Goddess Lola Jean: We’re talking about gender identity at younger and younger ages, which is awesome. We still can’t put them in a box sexually, but we can provide examples and options, [for example] how some trans-men refer to their penis as a clit and stimulate it as so. It’s important to address ALL of these things and normalize them, because anything you omit or leave out is more likely to become playground teasing.

I also teach masturbation and oral sex workshops and when we can co-ed environments we like to remind everyone that even if there are penis/penis or vulva/vulva couples, the types of touch are very similar and can be applied to any genital. The male and female sex organs come from the same part of the embryo so there are many similarities to begin with: shaft, foreskin, frenulum, head…

Bryan Stacy: Ask anyone, “What do you find the sexiest in another human?” Most people say “confidence” or a variation thereof, which is impossible without being comfortable in our own bodies. Forget sex education, and let’s talk about embodiment; let’s talk about getting in touch with ourselves, and learning how we operate internally.

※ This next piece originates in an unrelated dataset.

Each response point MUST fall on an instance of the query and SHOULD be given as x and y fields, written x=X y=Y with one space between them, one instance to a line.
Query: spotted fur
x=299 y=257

This isn’t taught in schools and isn’t something most people start to experience until later in life. Sex Ed needs to start with embodiment, so we can learn to love ourselves, learn to emotionally connect with our wants and desires, and learn the empathy, respect and boundaries that are necessary to make Sex Ed what it needs to be. Through comfort with ourselves, we can begin to solve the discomfort we have with others.

Without confidence, it’s easy to slip into bad behavior and defense mechanisms like sexual harassment, misogynistic comments, and unhealthy/unfair sexual practices.